En territoire zapatiste, pas une seule femme n’a été assassinée depuis de nombreuses années. Ils disent que nous sommes les arriéré-e-s, les ignorant-e-s… Peut-être ne savons-nous pas ce qu’est le meilleur féminisme, peut-être ne savons-nous pas comment dire « corps » ou ce qu’est l’équité entre les sexes ou ces choses qui comportent tant de lettres qu’elles ne peuvent même pas être dites… Ce que nous savons, c’est que nous luttons pour notre liberté et que nous devons maintenant nous battre pour la défendre afin que nos filles et nos petites-filles ne souffrent pas de l’histoire douloureuse de nos grand-mères.

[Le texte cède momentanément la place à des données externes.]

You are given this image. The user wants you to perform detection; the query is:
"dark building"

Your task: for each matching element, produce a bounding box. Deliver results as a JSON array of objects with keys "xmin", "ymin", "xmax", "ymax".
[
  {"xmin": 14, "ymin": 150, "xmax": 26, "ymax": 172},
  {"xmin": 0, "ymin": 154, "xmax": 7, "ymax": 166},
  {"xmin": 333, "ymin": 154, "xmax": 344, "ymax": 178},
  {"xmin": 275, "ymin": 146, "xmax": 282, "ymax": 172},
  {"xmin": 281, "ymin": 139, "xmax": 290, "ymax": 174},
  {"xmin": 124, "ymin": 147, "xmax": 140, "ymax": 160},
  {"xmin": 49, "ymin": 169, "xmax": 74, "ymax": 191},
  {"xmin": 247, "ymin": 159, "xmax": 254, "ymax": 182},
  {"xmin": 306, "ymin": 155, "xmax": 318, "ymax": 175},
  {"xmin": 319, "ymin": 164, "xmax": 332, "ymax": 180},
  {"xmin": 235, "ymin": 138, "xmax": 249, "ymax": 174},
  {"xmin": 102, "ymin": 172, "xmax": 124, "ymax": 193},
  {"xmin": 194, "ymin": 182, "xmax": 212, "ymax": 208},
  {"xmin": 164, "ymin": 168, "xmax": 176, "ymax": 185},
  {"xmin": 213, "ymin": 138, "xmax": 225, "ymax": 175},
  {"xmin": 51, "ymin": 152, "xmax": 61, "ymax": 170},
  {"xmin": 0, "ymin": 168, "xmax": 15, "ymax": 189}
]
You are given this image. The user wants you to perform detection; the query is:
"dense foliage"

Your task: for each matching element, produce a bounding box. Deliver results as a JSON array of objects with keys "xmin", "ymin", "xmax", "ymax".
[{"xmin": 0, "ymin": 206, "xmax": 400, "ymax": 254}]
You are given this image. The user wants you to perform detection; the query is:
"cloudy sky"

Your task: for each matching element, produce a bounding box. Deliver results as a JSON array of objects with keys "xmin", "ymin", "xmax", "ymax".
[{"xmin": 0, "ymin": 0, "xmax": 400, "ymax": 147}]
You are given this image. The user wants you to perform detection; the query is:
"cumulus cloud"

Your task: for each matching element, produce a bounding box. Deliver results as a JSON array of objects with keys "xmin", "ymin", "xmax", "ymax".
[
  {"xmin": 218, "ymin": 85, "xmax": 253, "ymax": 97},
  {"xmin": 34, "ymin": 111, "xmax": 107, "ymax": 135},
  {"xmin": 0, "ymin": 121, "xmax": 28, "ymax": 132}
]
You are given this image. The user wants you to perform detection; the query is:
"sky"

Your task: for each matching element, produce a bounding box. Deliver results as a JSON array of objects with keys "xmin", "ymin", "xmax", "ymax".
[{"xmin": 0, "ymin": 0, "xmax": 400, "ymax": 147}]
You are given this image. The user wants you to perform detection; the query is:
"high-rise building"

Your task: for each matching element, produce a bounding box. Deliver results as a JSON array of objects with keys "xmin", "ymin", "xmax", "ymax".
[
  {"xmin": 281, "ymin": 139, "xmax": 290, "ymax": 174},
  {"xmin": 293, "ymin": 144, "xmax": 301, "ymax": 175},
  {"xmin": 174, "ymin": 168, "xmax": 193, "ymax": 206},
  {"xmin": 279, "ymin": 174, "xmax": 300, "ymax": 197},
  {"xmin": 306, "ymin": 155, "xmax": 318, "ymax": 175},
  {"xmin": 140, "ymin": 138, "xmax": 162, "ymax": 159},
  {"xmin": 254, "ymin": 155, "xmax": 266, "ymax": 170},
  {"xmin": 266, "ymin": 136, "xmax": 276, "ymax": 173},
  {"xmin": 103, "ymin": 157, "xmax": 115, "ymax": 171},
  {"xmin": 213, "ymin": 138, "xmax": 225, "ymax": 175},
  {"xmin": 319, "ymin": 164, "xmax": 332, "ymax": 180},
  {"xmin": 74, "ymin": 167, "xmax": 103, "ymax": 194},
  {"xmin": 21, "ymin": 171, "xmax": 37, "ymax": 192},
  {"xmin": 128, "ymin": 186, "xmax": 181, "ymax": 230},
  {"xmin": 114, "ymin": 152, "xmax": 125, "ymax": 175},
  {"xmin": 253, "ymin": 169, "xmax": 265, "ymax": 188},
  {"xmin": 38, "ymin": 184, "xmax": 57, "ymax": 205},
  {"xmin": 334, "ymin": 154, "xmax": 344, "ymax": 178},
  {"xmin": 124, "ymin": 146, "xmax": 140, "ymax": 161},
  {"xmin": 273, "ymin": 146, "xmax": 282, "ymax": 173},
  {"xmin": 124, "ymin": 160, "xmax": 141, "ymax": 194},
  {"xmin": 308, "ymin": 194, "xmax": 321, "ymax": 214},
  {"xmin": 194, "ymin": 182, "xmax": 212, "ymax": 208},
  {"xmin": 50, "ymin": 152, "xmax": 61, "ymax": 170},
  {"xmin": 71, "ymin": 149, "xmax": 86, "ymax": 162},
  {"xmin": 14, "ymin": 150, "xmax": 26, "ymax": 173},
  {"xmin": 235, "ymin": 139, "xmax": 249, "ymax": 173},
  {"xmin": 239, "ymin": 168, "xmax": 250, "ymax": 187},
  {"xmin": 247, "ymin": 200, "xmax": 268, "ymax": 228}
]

C’est à nous de lutter pour que l’histoire ne se répète pas, celle qui implique que nous retournions dans le monde de la stricte préparation de la nourriture et de la mise au monde des bébés, pour les voir grandir dans l’humiliation, le mépris et la mort.

Nous ne prenons pas les armes pour revenir à ce passé. Nous n’avons pas mené durant 25 ans une résistance pour servir les touristes, les patrons et leurs contremaîtres.
Nous n’allons pas cesser d’être des promotrices de l’éducation, de la santé, de la culture, de nos coutumes, de notre système de pouvoir propre, de l’élection de nos mandants, pour devenir maintenant des employées d’hôtels et de restaurants servant des étrangers pour quelques pesos. Peu importe que cela nous rapporte beaucoup ou peu de pesos, ce qui compte, c’est que notre dignité n’a pas de prix.  

Nous allons nous battre avec toutes nos forces contres ces mégaprojets. S’ils conquièrent ces terres ce sera sur le sang des zapatistes. Ce que nous voulons c’est la liberté que personne ne nous a donnée mais que nous avons conquise en combattant.

Camarade, sœur,

N’arrêtez pas de vous battre. Même si ces maudits capitalistes et leurs nouveaux mauvais gouvernements s’en sortent et nous anéantissent, vous devez continuer à lutter dans votre monde. Nous allons nous battre pour qu’aucune femme au monde n’ait peur d’être une femme.

Extraits de Femmes zapatistes des montagnes du sud-est mexicain, février 2019, traduction A l’Encontre. OM.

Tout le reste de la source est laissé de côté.